Before money was invented as a medium of exchange, people traded or bartered their goods. Rice
or vegetables were exchanged for meat or milk or honey.
The initial
forms of money were gold and silver; the value of coins increased with size and
weight. The US dollar was backed by gold until we eliminated the gold standard
in 1964, and since then our dollar has been backed by the taxing authority and
borrowing capacity of our government. Even so, the US dollar is recognized
throughout the world as the currency of stability and safety, which is one
reason why so many people believe it is critical that our budget be balanced
and that we have a strong and stable government.
To define
money as a medium of exchange is handy for economists, but it primarily focuses
on the fact that money is more convenient than bartering. I prefer defining
money as stored labor- that way we
recognize that we have traded our labor for money. The more money we have
saved, the more labor we have stored. In other words, money is past savings
accumulated for future consumption or production.
Why do I
prefer this definition of money? Because it teaches respect for money. It
recognizes that someone’s labor was expended in order to acquire money. It
equates more directly the efforts we spend for money with the value of that
money. Most people will spend money much
more frivolously than labor: They’ll spend three hours working for enough money
to by dinner at a restaurant, but they’d never consider spending one hour
washing dishes at that same restaurant for that same dinner.
Try
translating your purchases into the hours it will take to acquire them. If you
believe that you shouldn’t spend your labor for things of little worth, you will
start to better respect your money- and use it more wisely.
One of the
great misconceptions about careers and financial success is that success is
measured in dollars. In the business world, the score is kept in dollars. But
that is a tremendous mistake.
Why? When you equate everything to dollars, you
look only at the size of your paycheck, when what you should be looking at is your standard of living and your ability to
achieve your life’s goals. When you keep score in dollars, your career
measuring stick becomes how much money you are being paid instead of whether
your career is helping you reach your life’s goals.
That raises
an interesting question: is work taxable?
Remember,
money is “stored labor.” The more money
you have, the more you have stored of your lifetime accumulation of labor.

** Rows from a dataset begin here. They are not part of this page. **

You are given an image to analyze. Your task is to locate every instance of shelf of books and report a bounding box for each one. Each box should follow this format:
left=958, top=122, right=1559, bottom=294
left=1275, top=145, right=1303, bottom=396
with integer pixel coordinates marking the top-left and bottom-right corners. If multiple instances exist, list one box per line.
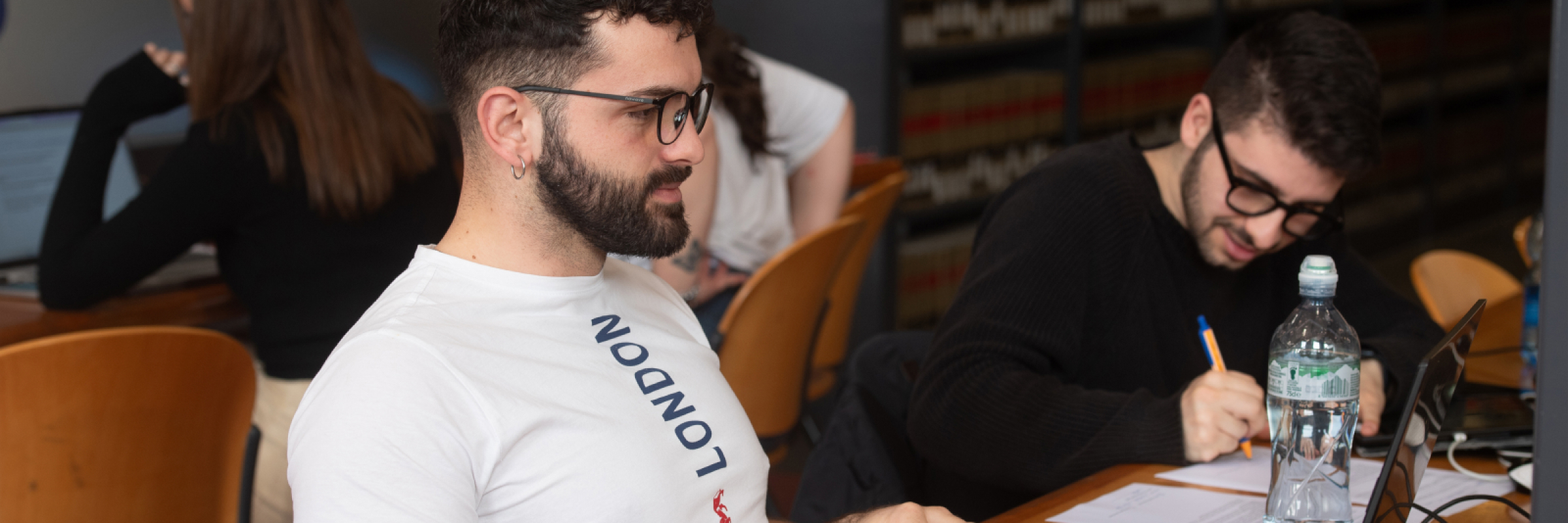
left=892, top=0, right=1551, bottom=329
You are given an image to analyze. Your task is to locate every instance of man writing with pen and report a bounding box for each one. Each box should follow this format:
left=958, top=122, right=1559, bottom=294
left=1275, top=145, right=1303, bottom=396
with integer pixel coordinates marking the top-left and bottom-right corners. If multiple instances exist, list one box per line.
left=908, top=12, right=1443, bottom=520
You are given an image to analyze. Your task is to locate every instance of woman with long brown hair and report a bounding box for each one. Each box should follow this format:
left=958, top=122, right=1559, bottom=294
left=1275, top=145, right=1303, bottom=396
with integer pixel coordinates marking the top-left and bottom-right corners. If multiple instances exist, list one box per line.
left=632, top=24, right=855, bottom=340
left=39, top=0, right=458, bottom=522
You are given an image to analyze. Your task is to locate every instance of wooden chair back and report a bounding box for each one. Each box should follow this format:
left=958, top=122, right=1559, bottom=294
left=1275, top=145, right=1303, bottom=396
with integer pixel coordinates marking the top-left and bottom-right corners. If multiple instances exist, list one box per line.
left=1513, top=216, right=1535, bottom=268
left=0, top=327, right=255, bottom=523
left=1410, top=249, right=1524, bottom=329
left=718, top=216, right=864, bottom=438
left=806, top=170, right=909, bottom=400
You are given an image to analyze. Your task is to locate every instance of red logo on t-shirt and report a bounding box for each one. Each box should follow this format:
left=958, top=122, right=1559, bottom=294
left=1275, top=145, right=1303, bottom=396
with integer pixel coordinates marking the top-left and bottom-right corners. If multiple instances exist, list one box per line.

That’s how most of us achieve our lifestyle. But whenever your work is traded
for money, it must first be taxed. So every time you trade labor for money, and
then money for lifestyle, some of it is siphoned off into taxes.
The Amazing WYHTE Phenomenon
“The real price of everything,” writes Adam Smith in Wealth
of Nations, “is the toil and trouble of acquiring it.” This is precisely
the reasoning behind the WYHTE phenomenon.

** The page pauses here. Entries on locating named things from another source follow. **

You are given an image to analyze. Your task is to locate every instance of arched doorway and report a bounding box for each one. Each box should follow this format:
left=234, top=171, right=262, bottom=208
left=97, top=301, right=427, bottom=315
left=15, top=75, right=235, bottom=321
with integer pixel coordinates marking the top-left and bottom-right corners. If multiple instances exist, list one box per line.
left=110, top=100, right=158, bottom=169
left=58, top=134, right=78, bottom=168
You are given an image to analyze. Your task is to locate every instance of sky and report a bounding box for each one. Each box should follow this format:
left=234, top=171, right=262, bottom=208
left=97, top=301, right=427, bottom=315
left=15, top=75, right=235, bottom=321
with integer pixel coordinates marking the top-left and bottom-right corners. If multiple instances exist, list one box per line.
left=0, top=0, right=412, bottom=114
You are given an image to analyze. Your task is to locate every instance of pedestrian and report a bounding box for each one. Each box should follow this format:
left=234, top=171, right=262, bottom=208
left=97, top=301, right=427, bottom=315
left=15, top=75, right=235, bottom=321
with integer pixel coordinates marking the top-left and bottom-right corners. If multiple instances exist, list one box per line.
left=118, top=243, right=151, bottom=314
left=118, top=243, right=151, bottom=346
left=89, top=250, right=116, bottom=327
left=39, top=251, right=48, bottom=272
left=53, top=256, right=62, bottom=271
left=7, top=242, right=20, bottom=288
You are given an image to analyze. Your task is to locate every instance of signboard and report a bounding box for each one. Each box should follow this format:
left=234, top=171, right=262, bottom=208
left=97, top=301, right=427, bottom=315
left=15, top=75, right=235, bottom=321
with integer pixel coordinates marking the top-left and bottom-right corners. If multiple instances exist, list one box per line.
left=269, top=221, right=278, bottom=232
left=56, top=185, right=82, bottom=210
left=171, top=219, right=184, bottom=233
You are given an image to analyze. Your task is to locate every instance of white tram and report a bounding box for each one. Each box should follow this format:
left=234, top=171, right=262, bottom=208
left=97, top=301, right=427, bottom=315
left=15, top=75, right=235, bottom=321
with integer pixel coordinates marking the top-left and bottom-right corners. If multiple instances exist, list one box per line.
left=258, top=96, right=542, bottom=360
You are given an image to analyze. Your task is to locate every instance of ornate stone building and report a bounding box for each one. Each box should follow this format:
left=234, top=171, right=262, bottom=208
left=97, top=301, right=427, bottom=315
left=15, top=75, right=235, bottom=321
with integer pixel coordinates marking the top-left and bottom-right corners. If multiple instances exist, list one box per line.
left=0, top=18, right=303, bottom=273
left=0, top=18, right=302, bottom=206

I have never seen the WYHTE phenomenon discussed in any of my numerous
college texts on finance. I have never
seen it discussed in any magazine, newspaper or professional journal. And yet the WYHTE phenomenon impacts every one of us every day of our lives. If
you learn to make it work for you, it can be worth many, many tens of thousands
of dollars to you over your lifetime. If
it works against you, it can make the difference between a nice standard of
living and always living from paycheck to paycheck.
W-Y-H-T-E
stands for “What You Have To Earn.”
So, how
does it work?
Assume you
want to spend $1.00 and you are in a 25% tax bracket. What must you earn to
spend that dollar? Most people,
including business owners and even some accountants, would say $1.25. But the
answer is $1.33. Why?
If you earn
one dollar, and one fourth goes to taxes, you have only 75 cents left to spend.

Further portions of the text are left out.